Driving a 45-foot-long intercity bus comes with some challenges, especially in busy urban areas. These vehicles have multiple blind spots, which limit the driver’s ability to see pedestrians, bicyclists or other drivers’ risky behaviors. Coach USA, which includes Megabus, wanted to improve safety for its drivers and those around its vehicles.
The company partnered with Samsara, which provides AI-powered dashcams and video cameras to improve safety for fleet operators. For Coach, the results were dramatic: a 92% decrease in preventable accidents.
“Our aha moment with AI-multicam was when we saw what we didn't know was happening out there on the roadway,” Jason Louis, vice president of safety at Coach USA, said on a video. “Pedestrian collision warning gives our operators a extra set of eyes.”

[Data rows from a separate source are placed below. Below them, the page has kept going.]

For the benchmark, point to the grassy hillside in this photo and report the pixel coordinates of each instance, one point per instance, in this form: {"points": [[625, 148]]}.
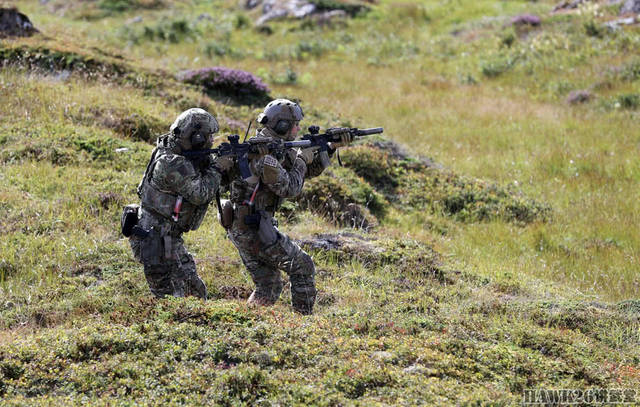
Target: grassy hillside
{"points": [[506, 260]]}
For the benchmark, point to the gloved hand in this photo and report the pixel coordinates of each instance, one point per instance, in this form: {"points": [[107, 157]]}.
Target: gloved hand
{"points": [[306, 154], [224, 163], [262, 149], [345, 139]]}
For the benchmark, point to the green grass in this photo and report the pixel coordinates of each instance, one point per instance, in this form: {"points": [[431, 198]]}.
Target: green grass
{"points": [[514, 266]]}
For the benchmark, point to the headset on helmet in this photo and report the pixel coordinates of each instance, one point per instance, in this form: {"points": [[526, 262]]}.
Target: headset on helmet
{"points": [[280, 116], [193, 128]]}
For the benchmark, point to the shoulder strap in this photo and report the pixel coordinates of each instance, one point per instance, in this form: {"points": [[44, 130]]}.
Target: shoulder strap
{"points": [[150, 165]]}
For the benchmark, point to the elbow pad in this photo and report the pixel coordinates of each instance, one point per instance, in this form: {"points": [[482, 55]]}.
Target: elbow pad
{"points": [[270, 170]]}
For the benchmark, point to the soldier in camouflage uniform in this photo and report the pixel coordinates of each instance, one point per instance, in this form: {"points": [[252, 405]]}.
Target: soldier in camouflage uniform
{"points": [[252, 228], [175, 193]]}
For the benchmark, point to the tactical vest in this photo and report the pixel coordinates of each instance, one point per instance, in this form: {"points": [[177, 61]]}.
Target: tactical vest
{"points": [[163, 203]]}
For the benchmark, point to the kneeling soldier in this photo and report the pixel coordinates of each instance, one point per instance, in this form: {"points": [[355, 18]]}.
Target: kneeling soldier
{"points": [[253, 230], [175, 193]]}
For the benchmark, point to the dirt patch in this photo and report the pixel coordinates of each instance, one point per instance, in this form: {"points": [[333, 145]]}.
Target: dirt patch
{"points": [[233, 292], [15, 24]]}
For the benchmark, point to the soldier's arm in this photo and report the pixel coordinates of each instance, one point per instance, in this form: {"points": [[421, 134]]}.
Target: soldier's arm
{"points": [[318, 165], [180, 177], [283, 183]]}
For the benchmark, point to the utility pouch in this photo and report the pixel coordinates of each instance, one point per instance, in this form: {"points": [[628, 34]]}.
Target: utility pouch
{"points": [[267, 232], [242, 211], [151, 249], [225, 215], [129, 219]]}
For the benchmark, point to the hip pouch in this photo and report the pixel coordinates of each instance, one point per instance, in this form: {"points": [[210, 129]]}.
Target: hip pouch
{"points": [[156, 249], [129, 219]]}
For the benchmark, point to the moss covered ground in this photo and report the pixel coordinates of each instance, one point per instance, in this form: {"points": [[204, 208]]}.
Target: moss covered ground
{"points": [[486, 244]]}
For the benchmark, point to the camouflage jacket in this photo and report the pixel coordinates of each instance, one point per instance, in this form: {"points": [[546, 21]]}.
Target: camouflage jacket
{"points": [[171, 177], [279, 178]]}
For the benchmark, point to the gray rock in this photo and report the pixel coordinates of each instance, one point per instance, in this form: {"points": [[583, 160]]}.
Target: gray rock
{"points": [[579, 96], [615, 24], [274, 9], [205, 16], [15, 24], [134, 20], [382, 356], [630, 6], [568, 5]]}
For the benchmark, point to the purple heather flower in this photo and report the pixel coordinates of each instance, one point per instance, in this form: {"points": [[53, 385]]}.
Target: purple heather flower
{"points": [[225, 79], [526, 19]]}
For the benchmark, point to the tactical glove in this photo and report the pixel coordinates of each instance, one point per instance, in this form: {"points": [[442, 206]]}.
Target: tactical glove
{"points": [[224, 163], [306, 154]]}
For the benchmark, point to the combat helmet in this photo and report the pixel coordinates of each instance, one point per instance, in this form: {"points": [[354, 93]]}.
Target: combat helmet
{"points": [[193, 129], [280, 116]]}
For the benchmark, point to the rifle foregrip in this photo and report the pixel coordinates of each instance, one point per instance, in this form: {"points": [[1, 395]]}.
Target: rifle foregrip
{"points": [[367, 132]]}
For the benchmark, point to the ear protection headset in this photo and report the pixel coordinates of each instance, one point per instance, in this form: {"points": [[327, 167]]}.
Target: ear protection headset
{"points": [[282, 127], [196, 139]]}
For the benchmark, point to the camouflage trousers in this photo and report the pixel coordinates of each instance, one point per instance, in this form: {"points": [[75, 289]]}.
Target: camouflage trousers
{"points": [[168, 267], [265, 262]]}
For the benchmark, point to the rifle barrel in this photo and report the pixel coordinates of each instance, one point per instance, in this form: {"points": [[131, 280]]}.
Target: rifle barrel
{"points": [[373, 130]]}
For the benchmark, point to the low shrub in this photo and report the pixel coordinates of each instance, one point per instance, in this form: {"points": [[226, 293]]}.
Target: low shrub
{"points": [[229, 84]]}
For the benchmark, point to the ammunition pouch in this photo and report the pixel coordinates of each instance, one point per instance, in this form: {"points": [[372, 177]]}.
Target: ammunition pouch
{"points": [[267, 232], [241, 213], [225, 215], [163, 204], [152, 250], [238, 191], [129, 219]]}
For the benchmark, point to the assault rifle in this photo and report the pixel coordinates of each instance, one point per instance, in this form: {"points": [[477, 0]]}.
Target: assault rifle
{"points": [[255, 145]]}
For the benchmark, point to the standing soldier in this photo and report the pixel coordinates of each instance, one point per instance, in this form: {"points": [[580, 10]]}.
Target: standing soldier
{"points": [[175, 193], [248, 216]]}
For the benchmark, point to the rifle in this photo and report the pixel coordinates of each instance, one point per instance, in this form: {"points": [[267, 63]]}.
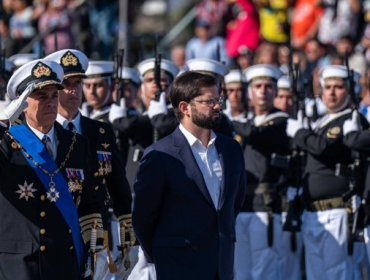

Samsara’s technology uses high-resolution cameras around the bus for a 360-degree view of its surroundings. A pedestrian collision warning system alerts drivers with audible and visual cues when it detects someone entering the vehicle’s path.
Coach bus driver Ethlyn White said the cameras “helps me to stay safe in crowded areas. [I can] pick up on pedestrians that I would have missed.”
Video footage and detected events are automatically uploaded to a Samsara dashboard, providing safety teams immediate access to video, event data and insights for training, according to a news release.
In addition to improved safety for those outside the bus, the dashcams help enforce driver cell phone policies and other safe-driving procedures. Speeding events declined 35% in one year with the technology, and following too closely was cut in half in the same period, according to Samsara.
The technology “makes us safer for not just our driver and the passengers on the bus, but for all of the pedestrians that are outside the bus and people traveling on the street,” Coach USA CEO Derrick Waters said.
Bus travel is considered one of the safest transportation modes in the U.S., according to Bus.com. In 2020, just five intercity bus passengers died in crashes, according to the Federal Motor Carrier Safety Administration.